Read the first diagram as a placement map: this page is one concept inside its parent module, not a detached essay, and the capstone is the pressure test for whether the idea holds. Read the second diagram as the working rhythm for the page: name the problem, study the example, identify the boundary, then carry one review question forward.

Purpose

Treat errors and logs as part of your system’s observable behavior.

You will learn: - how to define an error taxonomy (domain vs infrastructure), - how to propagate errors without losing context, - and how to log without turning logs into noise.

Where This Fits

Running example: a monitoring service that fetches metrics, evaluates rules, and emits alerts. In earlier modules we refactored toward a layered design (domain/application/infrastructure) with explicit roles. From M03 onward, we tighten data integrity and lifecycle semantics so the system stays correct under change.

1. Errors Are Part of the API

A method signature implies: - what it returns on success, - and what failures can occur.

Even in Python (without checked exceptions), you can still design a stable failure contract by: - using specific exception types, - documenting when they happen, - and translating external errors at boundaries (M04C38).

2. Error Taxonomy (Practical)

Two primary buckets:

  • Domain errors: invariant violation, illegal transition, not found.
  • deterministic, testable
  • Infrastructure errors: network failure, storage down, timeout.
  • environmental

Keep them distinct. It helps both design and teaching.

3. Logging: Context, Not Chatter

Good logs answer: - what happened, - to which entity (ids), - in which operation, - with which outcome.

Bad logs: - repeat the same message on every loop, - log exceptions without context, - log at the wrong layer (domain objects logging I/O failures).

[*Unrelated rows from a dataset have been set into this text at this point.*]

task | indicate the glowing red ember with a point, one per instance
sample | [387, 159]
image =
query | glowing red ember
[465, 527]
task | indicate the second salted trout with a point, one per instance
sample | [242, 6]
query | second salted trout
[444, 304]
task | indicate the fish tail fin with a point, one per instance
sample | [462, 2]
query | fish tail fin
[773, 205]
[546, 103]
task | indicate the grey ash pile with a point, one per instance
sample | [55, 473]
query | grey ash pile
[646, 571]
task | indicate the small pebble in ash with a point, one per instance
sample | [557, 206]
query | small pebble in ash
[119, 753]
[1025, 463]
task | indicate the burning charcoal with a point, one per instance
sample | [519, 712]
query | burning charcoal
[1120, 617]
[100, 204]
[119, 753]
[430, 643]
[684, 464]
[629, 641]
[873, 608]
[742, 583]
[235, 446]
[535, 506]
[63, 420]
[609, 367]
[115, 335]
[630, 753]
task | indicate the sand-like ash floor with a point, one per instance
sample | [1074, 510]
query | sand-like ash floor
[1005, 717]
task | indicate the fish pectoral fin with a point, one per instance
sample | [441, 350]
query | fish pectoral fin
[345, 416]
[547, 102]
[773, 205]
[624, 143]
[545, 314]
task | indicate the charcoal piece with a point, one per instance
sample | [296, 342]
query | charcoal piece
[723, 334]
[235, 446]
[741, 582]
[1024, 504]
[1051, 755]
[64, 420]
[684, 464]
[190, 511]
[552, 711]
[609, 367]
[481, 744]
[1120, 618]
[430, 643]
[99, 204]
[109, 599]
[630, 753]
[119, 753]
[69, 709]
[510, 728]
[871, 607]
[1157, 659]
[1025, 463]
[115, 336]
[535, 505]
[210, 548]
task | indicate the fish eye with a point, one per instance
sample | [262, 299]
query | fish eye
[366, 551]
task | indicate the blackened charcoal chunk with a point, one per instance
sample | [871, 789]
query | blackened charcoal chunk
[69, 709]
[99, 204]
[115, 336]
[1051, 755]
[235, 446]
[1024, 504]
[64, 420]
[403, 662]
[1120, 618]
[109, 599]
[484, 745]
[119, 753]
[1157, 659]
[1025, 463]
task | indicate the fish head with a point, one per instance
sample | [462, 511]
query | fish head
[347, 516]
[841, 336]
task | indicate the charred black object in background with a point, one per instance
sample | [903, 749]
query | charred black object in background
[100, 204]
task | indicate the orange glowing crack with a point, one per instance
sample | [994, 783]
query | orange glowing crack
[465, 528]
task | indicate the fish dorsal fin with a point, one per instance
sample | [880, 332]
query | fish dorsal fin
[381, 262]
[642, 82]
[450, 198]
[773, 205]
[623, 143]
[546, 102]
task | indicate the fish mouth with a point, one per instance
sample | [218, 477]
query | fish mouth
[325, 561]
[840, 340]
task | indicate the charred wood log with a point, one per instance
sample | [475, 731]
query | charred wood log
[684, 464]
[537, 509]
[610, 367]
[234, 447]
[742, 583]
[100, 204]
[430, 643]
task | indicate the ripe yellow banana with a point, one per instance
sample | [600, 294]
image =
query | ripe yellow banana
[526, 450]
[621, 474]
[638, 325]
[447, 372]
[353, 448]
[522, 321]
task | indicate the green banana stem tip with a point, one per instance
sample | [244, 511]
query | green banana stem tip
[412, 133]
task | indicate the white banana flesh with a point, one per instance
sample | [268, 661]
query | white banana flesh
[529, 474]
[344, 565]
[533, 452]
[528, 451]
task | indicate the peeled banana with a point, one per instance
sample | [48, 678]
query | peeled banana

Rule: domain should not log. Application/infrastructure logs with context around domain operations.

4. Propagate Errors with Context

When catching an error, either: - handle it fully, or - re-raise with context.

In Python, prefer exception chaining:

try:
    ...
except TimeoutError as e:
    raise MetricFetchUnavailable("metric backend timeout") from e

This preserves the original traceback while giving your domain/application a stable error type.

5. Tests for Error Behavior

Write tests that assert: - domain errors are raised for invariant violations, - infrastructure errors are translated to your stable error types, - logging occurs at boundaries (if you test logging).

You are testing behavioral contracts, not “did we print something”.

Practical Guidelines

  • Define and use domain-specific exception types for domain failures and translated infrastructure failures.
  • Do not log inside pure domain objects; log at boundaries with context (ids, operation names).
  • Use exception chaining (raise ... from e) when translating errors.
  • Treat error behavior as part of the API; test it.

Exercises for Mastery

  1. Define RuleNotFound and MetricFetchUnavailable exceptions. Refactor call sites to use them.
  2. Add structured context to a log line (policy_id, rule_id) in the orchestrator boundary.
  3. Write a test that asserts error translation keeps the original exception chained.